Hacker News new | past | comments | ask | show | jobs | submit login

I worked for Cleargraph, a startup which built a natural language query layer on top of RDBMSes and which we sold to Tableau. We reached the same conclusions as you: that such a system must properly handle ambiguous queries, and users need to explicitly understand the results they're viewing.

The way our system worked, broadly, was with a computational linguistics approach rather than an NLP one. We used an augmented bottom-up parsing algorithm to assemble a user's query into an AST, then translated that AST into both SQL (though that changed post-acquisition) and back into a canonical English-like query.

For ambiguous inputs, the parser would produce multiple candidate ASTs which we could offer to the user in the form of search results, for them to select the expression they preferred (solving your point 1).

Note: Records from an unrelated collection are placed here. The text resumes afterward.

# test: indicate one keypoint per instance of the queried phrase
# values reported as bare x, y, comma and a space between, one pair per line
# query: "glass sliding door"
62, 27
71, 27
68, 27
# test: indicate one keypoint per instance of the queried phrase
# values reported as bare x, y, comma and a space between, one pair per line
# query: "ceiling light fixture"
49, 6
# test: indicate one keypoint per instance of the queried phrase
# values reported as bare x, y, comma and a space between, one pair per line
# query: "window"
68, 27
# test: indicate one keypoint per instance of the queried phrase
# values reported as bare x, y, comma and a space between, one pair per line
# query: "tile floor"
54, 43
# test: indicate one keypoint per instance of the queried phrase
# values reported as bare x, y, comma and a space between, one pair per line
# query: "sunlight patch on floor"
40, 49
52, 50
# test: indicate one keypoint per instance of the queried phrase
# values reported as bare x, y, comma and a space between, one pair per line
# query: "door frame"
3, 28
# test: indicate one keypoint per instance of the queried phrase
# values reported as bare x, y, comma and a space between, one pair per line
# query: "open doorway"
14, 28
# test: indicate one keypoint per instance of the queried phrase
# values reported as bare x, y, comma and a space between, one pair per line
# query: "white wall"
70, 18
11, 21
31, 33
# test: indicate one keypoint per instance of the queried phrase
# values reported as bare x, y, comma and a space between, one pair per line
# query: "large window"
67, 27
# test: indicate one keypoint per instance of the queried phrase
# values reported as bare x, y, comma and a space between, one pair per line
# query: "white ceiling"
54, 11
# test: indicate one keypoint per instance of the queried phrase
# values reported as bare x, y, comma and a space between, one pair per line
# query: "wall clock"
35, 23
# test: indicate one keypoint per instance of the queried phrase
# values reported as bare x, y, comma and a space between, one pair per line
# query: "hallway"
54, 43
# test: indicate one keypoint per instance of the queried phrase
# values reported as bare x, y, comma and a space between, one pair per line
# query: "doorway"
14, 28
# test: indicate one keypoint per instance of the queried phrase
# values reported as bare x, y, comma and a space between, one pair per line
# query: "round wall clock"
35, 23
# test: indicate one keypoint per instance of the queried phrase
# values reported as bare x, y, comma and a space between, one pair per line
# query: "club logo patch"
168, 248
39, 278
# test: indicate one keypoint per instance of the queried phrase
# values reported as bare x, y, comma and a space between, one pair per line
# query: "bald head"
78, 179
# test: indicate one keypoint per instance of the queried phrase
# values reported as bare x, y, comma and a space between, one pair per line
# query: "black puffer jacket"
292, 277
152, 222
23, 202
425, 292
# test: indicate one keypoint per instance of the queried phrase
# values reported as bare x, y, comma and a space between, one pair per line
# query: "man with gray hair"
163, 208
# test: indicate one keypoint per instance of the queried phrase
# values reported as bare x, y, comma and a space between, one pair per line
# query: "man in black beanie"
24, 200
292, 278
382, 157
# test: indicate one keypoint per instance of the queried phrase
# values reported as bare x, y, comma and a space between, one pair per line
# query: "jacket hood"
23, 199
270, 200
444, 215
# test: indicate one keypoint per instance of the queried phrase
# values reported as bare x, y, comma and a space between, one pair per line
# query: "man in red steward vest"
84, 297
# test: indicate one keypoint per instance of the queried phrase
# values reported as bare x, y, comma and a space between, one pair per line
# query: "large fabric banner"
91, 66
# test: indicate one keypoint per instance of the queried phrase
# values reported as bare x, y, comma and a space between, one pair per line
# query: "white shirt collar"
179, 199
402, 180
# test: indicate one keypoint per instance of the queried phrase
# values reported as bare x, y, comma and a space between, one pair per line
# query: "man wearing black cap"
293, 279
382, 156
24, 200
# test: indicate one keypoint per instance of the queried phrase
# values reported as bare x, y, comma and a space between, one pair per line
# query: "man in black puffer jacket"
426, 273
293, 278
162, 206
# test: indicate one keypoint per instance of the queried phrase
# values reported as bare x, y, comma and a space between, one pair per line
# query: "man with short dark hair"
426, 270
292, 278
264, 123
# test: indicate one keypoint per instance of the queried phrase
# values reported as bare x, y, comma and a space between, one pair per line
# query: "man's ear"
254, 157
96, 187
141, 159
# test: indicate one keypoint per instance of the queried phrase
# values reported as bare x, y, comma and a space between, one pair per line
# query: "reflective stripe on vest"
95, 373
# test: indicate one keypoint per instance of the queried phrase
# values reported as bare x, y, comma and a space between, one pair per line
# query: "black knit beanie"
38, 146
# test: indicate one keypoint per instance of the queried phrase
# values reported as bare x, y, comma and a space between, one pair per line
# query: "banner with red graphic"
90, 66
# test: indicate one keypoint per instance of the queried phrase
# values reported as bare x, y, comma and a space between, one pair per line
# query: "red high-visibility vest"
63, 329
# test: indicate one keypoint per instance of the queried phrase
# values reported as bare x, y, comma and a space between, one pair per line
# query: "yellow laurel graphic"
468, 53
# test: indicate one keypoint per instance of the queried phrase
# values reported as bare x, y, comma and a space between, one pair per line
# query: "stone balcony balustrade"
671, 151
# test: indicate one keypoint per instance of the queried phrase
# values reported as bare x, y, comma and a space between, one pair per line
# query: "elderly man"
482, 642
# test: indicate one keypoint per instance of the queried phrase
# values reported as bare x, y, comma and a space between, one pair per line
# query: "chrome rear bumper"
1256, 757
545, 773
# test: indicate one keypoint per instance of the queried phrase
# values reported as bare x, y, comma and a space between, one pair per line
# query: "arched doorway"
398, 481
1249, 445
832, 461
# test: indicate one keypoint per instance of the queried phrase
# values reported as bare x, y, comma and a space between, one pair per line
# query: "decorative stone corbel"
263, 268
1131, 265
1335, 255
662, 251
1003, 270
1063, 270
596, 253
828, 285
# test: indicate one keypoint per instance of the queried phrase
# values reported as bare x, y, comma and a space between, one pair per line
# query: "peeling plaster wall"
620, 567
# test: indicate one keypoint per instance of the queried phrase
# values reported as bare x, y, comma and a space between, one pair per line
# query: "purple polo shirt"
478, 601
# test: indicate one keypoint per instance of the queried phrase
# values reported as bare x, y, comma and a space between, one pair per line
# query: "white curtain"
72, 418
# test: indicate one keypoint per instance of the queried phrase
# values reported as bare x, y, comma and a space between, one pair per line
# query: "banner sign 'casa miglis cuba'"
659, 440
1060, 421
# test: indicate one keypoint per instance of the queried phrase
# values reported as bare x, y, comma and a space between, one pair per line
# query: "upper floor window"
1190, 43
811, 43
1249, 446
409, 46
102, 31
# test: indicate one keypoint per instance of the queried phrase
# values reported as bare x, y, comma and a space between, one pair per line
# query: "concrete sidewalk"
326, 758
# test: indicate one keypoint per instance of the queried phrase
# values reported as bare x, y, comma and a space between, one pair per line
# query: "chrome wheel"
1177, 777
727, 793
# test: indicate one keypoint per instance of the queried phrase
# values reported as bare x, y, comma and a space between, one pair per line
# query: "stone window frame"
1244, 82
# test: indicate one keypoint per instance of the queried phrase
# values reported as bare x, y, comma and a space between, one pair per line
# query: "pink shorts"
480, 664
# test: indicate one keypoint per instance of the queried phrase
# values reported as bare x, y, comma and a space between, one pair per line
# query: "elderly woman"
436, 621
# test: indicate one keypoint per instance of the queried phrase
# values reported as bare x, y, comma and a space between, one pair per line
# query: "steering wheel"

The parser was constructed to use semantic information about the database schema to infer fields in the case of underspecification (handling your point 2). For example, we might understand about the `Series` table that `name` was the "display column", and should be the default field by which record-level results were displayed. Semantic information could, to various degrees, be inferred - always with the option to be manually overridden.

It seemed clear to us that a schema-agnostic approach to SQL generation would be untenable for a real product. Annotation of the schema over time (starting with basic information like field names, synonyms, and types, then adding semantic information like currency or unit labels) is key to letting a query generator produce sensible results to underspecified queries. For this reason alone, I'm skeptical of the quality of results that something like Photon can produce. Every schema differs in syntax and semantics. Perhaps a big enough corpus of schemas can allow for a generalized model. The more you can constrain the domain in building such a system, the better the results. (look at Statmuse [0]: pretty impressive query capability over sports facts).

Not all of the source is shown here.